L’idée d’une implication des Etats-Unis dans l’administration de la route a émergé le 10 juillet lors du sommet organisé entre MM. Pachinian et Aliev, à Abou Dhabi. Le lendemain, l’ambassadeur américain en Turquie, Thomas Barrack, un riche entrepreneur ami de Donald Trump, reconnaissait que Washington s’était proposé pour développer le projet par le biais d’entreprises privées moyennant un bail à long terme, de quatre-vingt-dix-neuf ans ou de cent ans. « Les Américains ont sorti un joker de leur jeu en proposant un corridor non plus sous contrôle arménien ou azéri ou russe ou turc, mais sous leur contrôle, ce qui arrange les principaux intéressés – Bakou, Erevan et Ankara –, soucieux de se défaire des influences russe et iranienne, jugées néfastes », poursuit Bayram Balci.

Sous la direction de Nikol Pachinian, l’Arménie a pris ses distances avec Moscou, son protecteur traditionnel, s’éloignant de l’Organisation du traité de sécurité collective (OTSC, sorte d’OTAN post-soviétique emmené par la Russie), nouant de nouveaux partenariats avec l’Union européenne et les Etats-Unis.

Alignement d’intérêts inattendu

Des tensions sont apparues parallèlement dans les relations entre l’Azerbaïdjan et Moscou, exacerbées par des incidents tels que les raids meurtriers de la police russe contre la diaspora azerbaïdjanaise à Iekaterinbourg (région de l’Oural), fin juin, et le crash non résolu du vol 8243 d’Azerbaijan Airlines, en décembre 2024. Le président Aliev est tellement remonté contre Vladimir Poutine qu’il livre désormais du gaz à l’Ukraine et incite publiquement le gouvernement de Kiev à lutter contre « l’occupation ». Ce rejet commun du grand voisin du Nord a créé un alignement d’intérêts inattendu entre Erevan et Bakou.

Craignant d’être marginalisés dans leur zone d’influence traditionnelle, la Russie et l’Iran ne voient pas d’un bon œil la présence annoncée des Etats-Unis dans la région arménienne de Siounik, qui borde la République islamique.
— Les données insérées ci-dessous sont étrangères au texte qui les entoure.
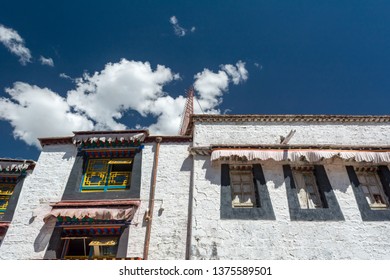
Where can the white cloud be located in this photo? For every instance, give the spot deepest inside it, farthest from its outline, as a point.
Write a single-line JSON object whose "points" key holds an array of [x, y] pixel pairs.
{"points": [[37, 112], [46, 61], [100, 100], [105, 95], [15, 44], [65, 76], [211, 86], [179, 30]]}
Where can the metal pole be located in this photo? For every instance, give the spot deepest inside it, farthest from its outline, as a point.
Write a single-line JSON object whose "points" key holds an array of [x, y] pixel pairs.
{"points": [[151, 199]]}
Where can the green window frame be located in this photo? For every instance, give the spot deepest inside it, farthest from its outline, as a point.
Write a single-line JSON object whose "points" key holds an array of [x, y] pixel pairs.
{"points": [[103, 175], [6, 191]]}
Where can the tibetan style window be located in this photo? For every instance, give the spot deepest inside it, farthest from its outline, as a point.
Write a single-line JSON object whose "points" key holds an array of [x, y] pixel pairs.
{"points": [[6, 191], [88, 247], [242, 186], [310, 195], [372, 188], [307, 189], [107, 175]]}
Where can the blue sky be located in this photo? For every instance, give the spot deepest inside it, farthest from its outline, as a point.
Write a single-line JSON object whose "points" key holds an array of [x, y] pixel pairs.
{"points": [[80, 65]]}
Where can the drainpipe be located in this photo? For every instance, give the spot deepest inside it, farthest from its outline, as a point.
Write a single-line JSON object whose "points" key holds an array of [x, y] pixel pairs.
{"points": [[189, 218], [149, 214]]}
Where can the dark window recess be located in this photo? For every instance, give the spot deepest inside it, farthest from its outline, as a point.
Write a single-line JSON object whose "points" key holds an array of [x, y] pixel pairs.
{"points": [[244, 198], [104, 178], [321, 203], [371, 188]]}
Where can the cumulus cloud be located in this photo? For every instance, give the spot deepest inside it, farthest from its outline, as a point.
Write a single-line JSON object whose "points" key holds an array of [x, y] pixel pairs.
{"points": [[211, 86], [100, 100], [37, 112], [105, 95], [46, 61], [179, 30], [65, 76], [15, 44]]}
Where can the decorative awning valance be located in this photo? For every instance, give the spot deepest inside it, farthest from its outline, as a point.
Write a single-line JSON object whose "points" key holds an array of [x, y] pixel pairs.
{"points": [[295, 155], [109, 137], [9, 166], [123, 213], [99, 210]]}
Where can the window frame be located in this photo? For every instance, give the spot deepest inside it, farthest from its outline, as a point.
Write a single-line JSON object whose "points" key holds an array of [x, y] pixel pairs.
{"points": [[6, 196], [330, 211], [241, 193], [262, 211], [304, 196], [370, 196], [94, 251], [106, 175]]}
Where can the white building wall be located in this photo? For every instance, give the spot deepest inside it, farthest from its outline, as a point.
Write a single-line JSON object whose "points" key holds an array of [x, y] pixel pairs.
{"points": [[170, 217], [28, 236], [308, 133], [216, 238]]}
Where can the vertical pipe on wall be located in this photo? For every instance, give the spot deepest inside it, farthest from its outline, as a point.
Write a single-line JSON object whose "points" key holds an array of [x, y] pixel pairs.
{"points": [[151, 199], [189, 219]]}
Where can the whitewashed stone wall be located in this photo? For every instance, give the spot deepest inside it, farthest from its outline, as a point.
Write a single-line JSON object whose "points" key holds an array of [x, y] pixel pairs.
{"points": [[28, 236], [169, 225], [216, 238], [306, 133]]}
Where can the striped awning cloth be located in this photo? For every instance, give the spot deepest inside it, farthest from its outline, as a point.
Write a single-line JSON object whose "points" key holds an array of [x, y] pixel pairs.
{"points": [[109, 137], [99, 213], [295, 155], [104, 241]]}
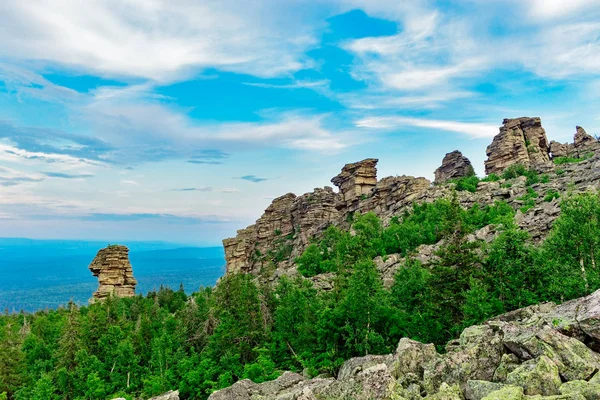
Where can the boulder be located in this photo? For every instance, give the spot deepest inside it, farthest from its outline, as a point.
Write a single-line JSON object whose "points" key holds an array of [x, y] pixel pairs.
{"points": [[581, 138], [477, 390], [171, 395], [356, 365], [356, 179], [454, 165], [520, 141], [538, 376], [115, 274]]}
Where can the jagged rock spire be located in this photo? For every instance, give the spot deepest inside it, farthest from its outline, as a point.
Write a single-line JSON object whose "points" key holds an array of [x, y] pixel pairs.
{"points": [[520, 141], [115, 274], [454, 165]]}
Téhéran craint une baisse de ses échanges commerciaux avec l’Arménie via leur frontière commune. « Des gouvernements prétentieux (…) ont une nouvelle fois soulevé la question du corridor (…) et frappent à toutes les portes pour atteindre leurs objectifs illégaux dans le Caucase du Sud », a écrit Ali Akbar Velayati, conseiller principal du Guide suprême iranien, Ali Khamenei, pour les affaires étrangères, sur X, le 4 août.

Moscou accuse, pour sa part, « les Occidentaux » d’essayer de détourner le processus de paix arménien-azerbaïdjanais à leur profit. « Nous savons où ces pistes mènent habituellement… à un déséquilibre du système de sécurité dans la région », a déclaré Maria Zakharova, la porte-parole du ministère des affaires étrangères russe, lors d’un point de presse, le 24 juillet.